Entre décembre 1995 et juin 1996, l'action s'est rapidement développée : 59 personnes- dont 40 vivaient dans la rue ou en squat, 33 présentaient des problématiques d'alcoolisme et 17 de maladie mentale -, ont bénéficié de différentes interventions de l'infirmier (entretiens, petits soins, traitements, accompagnement vers un médecin ou l'hôpital, etc.). En 1999, 130 personnes ont été concernées par le travail de l'infirmier -entre temps passé à temps plein (grâce à des financements des directions départementales puis régionales des affaires sanitaires et sociales), cependant qu'un deuxième poste d'infirmier psychiatrique devrait être dégagé d'ici à la fin de l'année.
« On peut noter, de manière sans doute un peu subjective mais pour nous évidente, estime Philippe Chollet, une corrélation entre la montée en charge du travail de santé de proximité avec ce public, une baisse très sensible du taux d'occupation de l'abri de nuit et une progression des solutions d'hébergement, voire de logement, pour ces personnes ». Il y a également moins de situations de crise très aiguës.

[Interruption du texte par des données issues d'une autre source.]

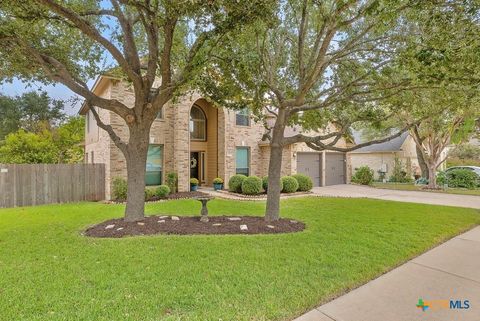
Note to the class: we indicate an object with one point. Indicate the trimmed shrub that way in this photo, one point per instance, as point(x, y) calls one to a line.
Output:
point(304, 182)
point(265, 183)
point(119, 189)
point(363, 175)
point(252, 185)
point(217, 180)
point(399, 175)
point(462, 178)
point(162, 191)
point(235, 183)
point(441, 178)
point(172, 181)
point(290, 184)
point(149, 193)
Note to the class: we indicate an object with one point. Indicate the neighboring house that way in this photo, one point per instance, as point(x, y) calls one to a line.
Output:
point(195, 139)
point(381, 157)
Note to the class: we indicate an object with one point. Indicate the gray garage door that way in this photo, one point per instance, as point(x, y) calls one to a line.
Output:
point(335, 168)
point(310, 164)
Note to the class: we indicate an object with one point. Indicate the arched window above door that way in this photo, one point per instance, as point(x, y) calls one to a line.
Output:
point(198, 124)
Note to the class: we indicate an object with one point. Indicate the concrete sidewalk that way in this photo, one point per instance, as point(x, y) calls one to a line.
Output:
point(401, 196)
point(450, 271)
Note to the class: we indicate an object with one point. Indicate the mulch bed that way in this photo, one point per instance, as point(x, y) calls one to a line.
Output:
point(188, 225)
point(179, 195)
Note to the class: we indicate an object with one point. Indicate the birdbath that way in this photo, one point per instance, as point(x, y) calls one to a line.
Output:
point(204, 212)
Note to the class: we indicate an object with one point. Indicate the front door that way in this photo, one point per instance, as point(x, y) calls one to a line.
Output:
point(335, 169)
point(195, 165)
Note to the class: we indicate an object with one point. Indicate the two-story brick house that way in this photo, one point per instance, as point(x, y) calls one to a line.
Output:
point(195, 139)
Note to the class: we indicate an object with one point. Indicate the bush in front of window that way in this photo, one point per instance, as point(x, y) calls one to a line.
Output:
point(290, 184)
point(119, 189)
point(235, 183)
point(252, 185)
point(305, 183)
point(265, 183)
point(149, 194)
point(363, 176)
point(462, 178)
point(162, 191)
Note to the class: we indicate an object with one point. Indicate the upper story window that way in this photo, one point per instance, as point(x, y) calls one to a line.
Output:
point(242, 160)
point(198, 124)
point(242, 117)
point(160, 114)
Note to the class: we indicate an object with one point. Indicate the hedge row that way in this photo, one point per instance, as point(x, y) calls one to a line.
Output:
point(253, 185)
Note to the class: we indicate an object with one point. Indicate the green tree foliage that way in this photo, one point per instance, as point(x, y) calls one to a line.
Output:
point(465, 151)
point(58, 145)
point(69, 137)
point(321, 65)
point(157, 46)
point(32, 111)
point(23, 147)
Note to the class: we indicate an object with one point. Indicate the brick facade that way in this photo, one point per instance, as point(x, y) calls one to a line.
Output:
point(172, 131)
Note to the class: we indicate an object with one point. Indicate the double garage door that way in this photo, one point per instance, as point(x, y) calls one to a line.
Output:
point(311, 165)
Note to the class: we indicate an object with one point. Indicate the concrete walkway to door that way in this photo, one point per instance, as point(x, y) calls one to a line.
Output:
point(401, 196)
point(450, 271)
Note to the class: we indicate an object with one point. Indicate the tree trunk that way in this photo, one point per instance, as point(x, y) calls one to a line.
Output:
point(136, 168)
point(272, 212)
point(422, 163)
point(432, 181)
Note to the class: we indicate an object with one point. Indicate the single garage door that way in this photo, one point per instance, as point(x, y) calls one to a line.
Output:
point(335, 168)
point(310, 164)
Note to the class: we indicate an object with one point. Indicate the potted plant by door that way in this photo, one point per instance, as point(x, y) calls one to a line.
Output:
point(193, 184)
point(217, 183)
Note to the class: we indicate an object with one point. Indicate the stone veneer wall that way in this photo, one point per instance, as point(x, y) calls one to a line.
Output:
point(172, 131)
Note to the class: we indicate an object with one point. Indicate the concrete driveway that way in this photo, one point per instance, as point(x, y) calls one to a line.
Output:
point(401, 196)
point(449, 272)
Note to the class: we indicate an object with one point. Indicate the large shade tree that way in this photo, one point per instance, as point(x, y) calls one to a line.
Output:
point(64, 41)
point(322, 65)
point(442, 58)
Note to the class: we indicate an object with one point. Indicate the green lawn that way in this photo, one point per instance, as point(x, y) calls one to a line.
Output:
point(48, 271)
point(413, 187)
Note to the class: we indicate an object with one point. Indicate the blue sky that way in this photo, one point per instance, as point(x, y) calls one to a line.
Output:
point(57, 91)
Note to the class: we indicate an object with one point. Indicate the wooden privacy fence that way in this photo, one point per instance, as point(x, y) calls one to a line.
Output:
point(35, 184)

En outre, le partenariat entre professionnels du soin et du travail social s'est renforcé, favorisant leur efficacité respective. Néanmoins, le principal obstacle à l'extension de cette action naît de la nécessité de devoir continuer, dans la durée, à accompagner les personnes avec qui une relation de confiance s'est instaurée. Ce qui limite d'autant les possibilités d'aller au-devant de nouveaux publics. C'est pourquoi « il nous semble indispensable que cette pratique, qui a fait ses preuves, puisse sortir d'une certaine marginalité en voyant son potentiel d'intervention renforcé et ses moyens d'existence pérennisés », déclare Philippe Chollet.
Au-delà des initiatives - nombreuses - qui témoignent de la capacité des acteurs à se coordonner pour répondre plus efficacement aux besoins hybrides des personnes en difficulté, « il reste à créer des espaces communs de parole et d'élaboration de ces savoirs et pratiques autour de la question du travail relationnel », souligne Martine Fourré, psychanalyste et permanente d'un lieu d'accueil. Une lecture partagée de la santé mentale, transversale aux différents champs professionnels (santé, social, justice, éducation), qui passerait par un métissage des cultures et donc des formations.
Caroline Helfter
(1) Voir ASH n° 2237 du 16-11-01.
(2) Voir ASH n° 2201 du 9-02-01.
(3) Intervenant lors du forum organisé les 9 et 10 octobre au ministère de l'Emploi et de la Solidarité. Rens. : Cemea, mission nationale santé mentale - 24, rue Marc-Séguin - 75883 Paris cedex 18 - Tél. 01 53 26 24 67.
(4) Voir ASH n° 2222 du 6-07-01.
(5) Voir notamment le « Livre blanc des partenaires de santé mentale en France », rendu public en juin par l'Unafam - ASH n° 2218 du 8-06-01.